Un constat qui rejoint l’expérience de plusieurs agriculteurs au Gabon qui affirment ne pas avoir eu des difficultés à s’approvisionner en eau à cause de la crise sanitaire. C’est le cas de Norbert Mendom, producteur agricole dans la province du Woleu-Ntem.

« Nous avons de l’eau naturellement au Gabon et je n’ai pas eu de problème à avoir de l’eau. Car, je travaille au rythme des saisons. Je sème quand il pleut et pendant la saison sèche, je me repose puis je prépare les plantations pour la saison des pluies. Ce sont beaucoup plus les agriculteurs qui font de l’irrigation qui ont été impactés », dit-il.

Cet avis est également partagé par Biendi Maganga Moussavou, ministre gabonais en charge de l’Agriculture jusqu’en mars 2022. Interrogé par SciDev.Net au mois de février 2022, il avait affirmé que le secteur de l’Agriculture n’avait pas été impacté par les difficultés d’approvisionnement en eau durant la pandémie.Kisan Gunjal précise que la crise sanitaire a surtout entraîné de graves perturbations dans la chaîne d’approvisionnement.

Ce qui, d’après ses explications, a eu des effets néfastes sur le secteur de la transformation des aliments, l’emploi dans le secteur agricole et alimentaire, la commercialisation des produits agricoles et alimentaires, les prix des denrées alimentaires, les revenus agricoles, l’importation et l’exportation de produits agricoles.

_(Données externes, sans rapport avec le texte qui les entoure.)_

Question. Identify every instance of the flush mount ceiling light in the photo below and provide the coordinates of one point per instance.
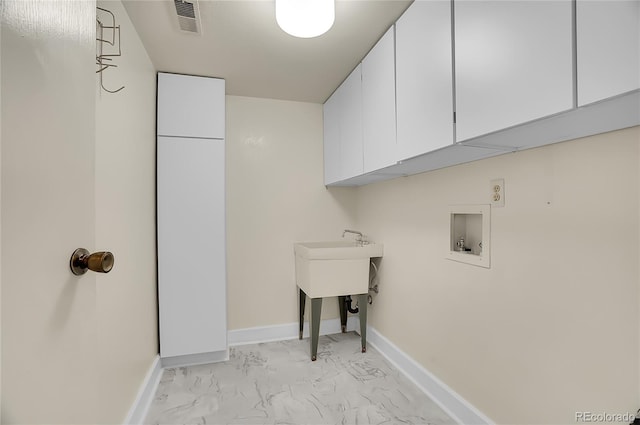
(305, 18)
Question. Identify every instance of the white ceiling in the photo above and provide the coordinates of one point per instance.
(241, 42)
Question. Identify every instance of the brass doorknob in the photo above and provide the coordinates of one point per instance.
(81, 260)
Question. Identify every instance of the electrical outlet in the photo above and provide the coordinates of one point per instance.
(497, 193)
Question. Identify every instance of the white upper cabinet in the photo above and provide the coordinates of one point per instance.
(608, 41)
(378, 105)
(331, 128)
(424, 92)
(190, 106)
(343, 130)
(351, 125)
(513, 63)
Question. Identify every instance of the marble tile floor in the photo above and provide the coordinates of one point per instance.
(276, 383)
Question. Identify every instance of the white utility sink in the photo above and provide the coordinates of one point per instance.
(335, 268)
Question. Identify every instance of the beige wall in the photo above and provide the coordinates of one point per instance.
(126, 300)
(48, 116)
(552, 327)
(77, 171)
(275, 197)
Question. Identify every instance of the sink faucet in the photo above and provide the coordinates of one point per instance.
(360, 239)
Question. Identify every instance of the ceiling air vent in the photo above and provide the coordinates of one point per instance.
(188, 16)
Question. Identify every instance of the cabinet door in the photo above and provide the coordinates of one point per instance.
(331, 125)
(191, 246)
(190, 106)
(350, 99)
(379, 105)
(513, 63)
(424, 79)
(608, 41)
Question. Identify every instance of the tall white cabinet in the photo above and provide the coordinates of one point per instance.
(191, 219)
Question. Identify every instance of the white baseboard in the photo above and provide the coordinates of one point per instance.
(195, 359)
(451, 402)
(284, 331)
(145, 395)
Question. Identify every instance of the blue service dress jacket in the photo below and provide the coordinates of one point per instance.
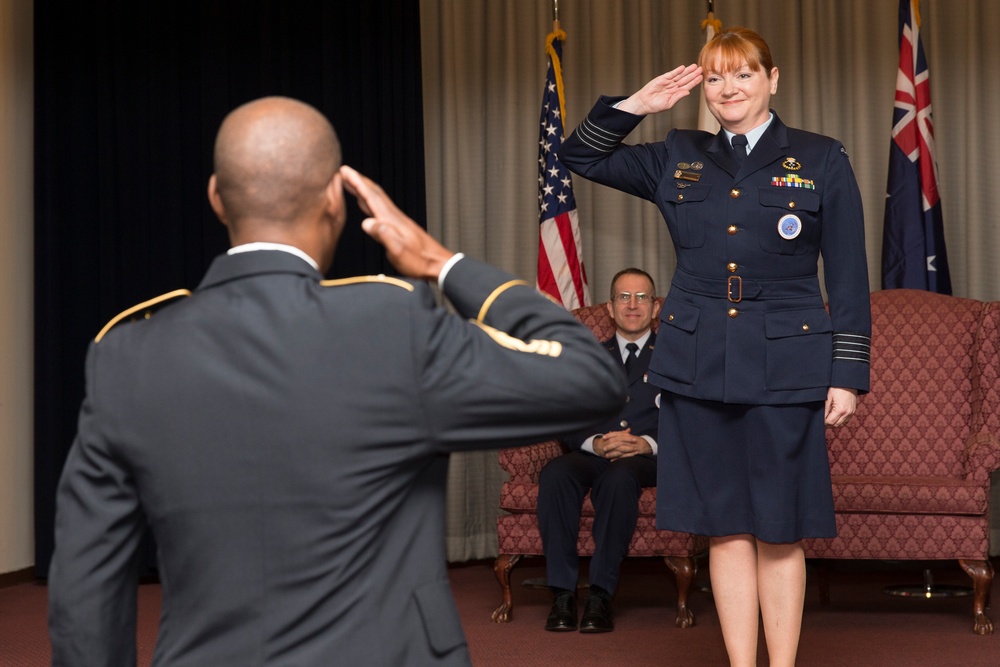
(286, 440)
(641, 412)
(744, 321)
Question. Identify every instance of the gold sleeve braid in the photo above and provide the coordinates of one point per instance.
(547, 348)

En effet, les restrictions mises en place dans toute la région, en particulier au début de la pandémie en 2020, ont eu un impact négatif sur les liens entre les agriculteurs, les intermédiaires, les grossistes, les transformateurs et les détaillants, entraînant une flambée des prix des denrées alimentaires, selon les données disponibles.

En Afrique de l’Est par exemple, les prix du maïs ont augmenté de 6 et 14 % en avril 2020 selon le récent rapport de la FAO.

En Afrique centrale et de l’Ouest, les prix ont augmenté jusqu’à 12% dans des endroits comme la République démocratique du Congo (RDC) et le Cameroun, selon un rapport intitulé « Evaluation de l’impact de la pandémie de la COVID-19 sur l’agriculture, la sécurité alimentaire et la nutrition en Afrique ».Au regard des estimations récentes, ces tendances ont plongé de plus en plus de populations vulnérables plus profondément dans la faim et la pauvreté.

La FAO estime qu’il y avait 811 millions de personnes souffrant de la faim dans le monde en 2021, dont 135 millions de cas dus à la COVID-19.

Le rapport mondial 2021 des Nations Unies sur les crises alimentaires indique que l’Afrique est restée le continent le plus touché par les crises alimentaires en 2020, représentant 63 % du nombre total de personnes dans le monde en crise ou pire, contre 54 % en 2019.

L’Afrique centrale et australe a été la plus durement touchée avec 40,2 millions de personnes en crise alimentaire, ce qui s’explique en partie par les impacts économiques de la COVID-19.

À l’avenir, suggère Agnes Kalibata, il est urgent de garantir des politiques cohérentes qui répondent aux multiples défis complexes rencontrés dans les systèmes alimentaires africains.

« Ceci est particulièrement critique chez les petits exploitants agricoles, les femmes et les jeunes qui ont un accès limité aux ressources productives et qui sont souvent exclus », dit-elle.